You can download all human pathways from WikiPathways in multiple formats, or parse just the Entrez Genes in Human pathways from this single dump file. The advantage to the first option are that you are getting the original data, as curated by contributors; the disadvantage is that you have to perform the ID mapping to unify to Entrez and your preferred small molecule system. The advantage of the second option (the dump file) is that the Entrez ID unification has been done for you; the disadvantage is that anything that didn't map to Entrez is simply discarded (including drugs and small molecules!).

@alexanderpico, thanks for letting us know about the best current pathway resources.

MSigDB Canonical Pathways

In the past, we used the versions of Reactome, KEGG, and BioCarta provided by MSigDB [1, 2]. MSigDB version 5.0 was released in April, but it's unclear whether the pathway resources were updated. However, the "C2: Canonical Pathways" (CP) collection integrates 9 pathway resources, so I think we should create a C2: CP metanode with a node for each MSigDB CP gene set.


We can have a separate metanode for WikiPathways [3, 4]. The open and crowdsourced nature of WikiPathways is ideal.

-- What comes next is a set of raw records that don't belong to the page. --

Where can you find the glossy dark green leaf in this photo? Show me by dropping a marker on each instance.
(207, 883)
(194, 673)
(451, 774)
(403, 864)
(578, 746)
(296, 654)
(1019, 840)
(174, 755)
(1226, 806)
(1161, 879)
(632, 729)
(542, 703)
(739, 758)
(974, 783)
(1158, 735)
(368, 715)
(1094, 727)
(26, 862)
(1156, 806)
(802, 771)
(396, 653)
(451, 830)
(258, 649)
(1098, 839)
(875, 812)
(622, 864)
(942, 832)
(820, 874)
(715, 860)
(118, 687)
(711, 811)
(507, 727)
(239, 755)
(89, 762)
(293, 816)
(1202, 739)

The inclusion of compounds, tissues, diseases in addition to genes in these pathways could provide a major performance boost for our method. The benefit will depends on how frequently non-gene entities are included in these pathways. What percent of pathways include diseases, tissues, or drugs? Additionally, are non-gene entities identified as free text, or are they structured by a standardized vocabulary?

Pathway Commons

I like how Pathway Commons [5] brings a common format to many resources. One worry is that Pathway Commons contains edges, such as those from DrugBank, which will be included elsewhere in the network. One solution would be to pick and chose which source databases to integrate from Pathway Commons. After including MSigDB C2: CP and WikiPathways, will Pathway Commons contain much information not already captured? If not, we may just stick with the above resources.

General Questions

  1. How much do these pathway resources overlap? Does WikiPathways include pathways directly taken from other databases?
  2. Do databases differ greatly in quality or type of pathways encoded? If the databases do differ, it may make sense to give each a separate metanode. Otherwise, we will organize all pathways by 1 or 2 metanodes.

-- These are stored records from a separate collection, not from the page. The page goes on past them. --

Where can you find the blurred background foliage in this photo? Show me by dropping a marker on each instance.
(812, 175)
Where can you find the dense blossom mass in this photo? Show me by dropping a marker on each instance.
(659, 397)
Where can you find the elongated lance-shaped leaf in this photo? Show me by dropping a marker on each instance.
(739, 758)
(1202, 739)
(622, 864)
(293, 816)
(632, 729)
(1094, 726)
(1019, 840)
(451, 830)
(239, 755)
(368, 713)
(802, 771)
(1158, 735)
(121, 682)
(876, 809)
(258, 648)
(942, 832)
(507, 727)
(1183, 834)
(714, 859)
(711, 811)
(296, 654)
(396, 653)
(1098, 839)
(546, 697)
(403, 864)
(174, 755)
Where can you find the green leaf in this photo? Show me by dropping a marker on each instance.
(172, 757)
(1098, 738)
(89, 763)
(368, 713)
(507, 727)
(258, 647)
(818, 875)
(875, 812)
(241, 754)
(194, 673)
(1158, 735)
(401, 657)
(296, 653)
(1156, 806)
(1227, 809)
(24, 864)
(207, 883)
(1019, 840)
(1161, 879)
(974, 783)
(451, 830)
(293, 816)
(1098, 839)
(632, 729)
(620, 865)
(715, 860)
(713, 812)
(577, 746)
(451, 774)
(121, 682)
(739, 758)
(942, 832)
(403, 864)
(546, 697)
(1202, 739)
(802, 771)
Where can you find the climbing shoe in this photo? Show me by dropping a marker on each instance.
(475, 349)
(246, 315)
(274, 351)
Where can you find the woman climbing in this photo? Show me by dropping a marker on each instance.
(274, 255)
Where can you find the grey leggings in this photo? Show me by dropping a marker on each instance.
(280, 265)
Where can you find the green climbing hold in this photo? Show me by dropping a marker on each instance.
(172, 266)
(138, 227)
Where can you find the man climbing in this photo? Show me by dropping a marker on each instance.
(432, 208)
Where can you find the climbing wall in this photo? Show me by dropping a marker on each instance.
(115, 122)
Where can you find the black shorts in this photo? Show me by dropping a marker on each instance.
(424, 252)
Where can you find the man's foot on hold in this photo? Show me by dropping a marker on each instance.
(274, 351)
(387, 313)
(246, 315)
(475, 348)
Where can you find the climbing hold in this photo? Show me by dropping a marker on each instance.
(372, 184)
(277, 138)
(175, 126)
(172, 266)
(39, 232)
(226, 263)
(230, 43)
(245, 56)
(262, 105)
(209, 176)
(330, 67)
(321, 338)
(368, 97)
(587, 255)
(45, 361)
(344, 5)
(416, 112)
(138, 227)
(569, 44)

Figures 1 and 2 in the Pathways4Life proposal will answer questions about overlap and frequency of updates. Pathway Commons is not a primary source; their focus is on compiling from as many sources as possible. So, given their restriction to BioPAX, they definitely include more than any single resource.

@alexanderpico, thanks figures 1 and 2 do help, however I am more interested in edge-based measures of overlap. Do you have a general sense of whether the same pathways are represented in multiple databases?

My interpretation of Figure 1 is that it provides a lower bound of uniqueness. The fact that there are many genes unique in KEGG, Reactome, and WikiPathways warrants the inclusion of all three resources. However, it doesn't answer whether the common genes are from duplicated pathways or not.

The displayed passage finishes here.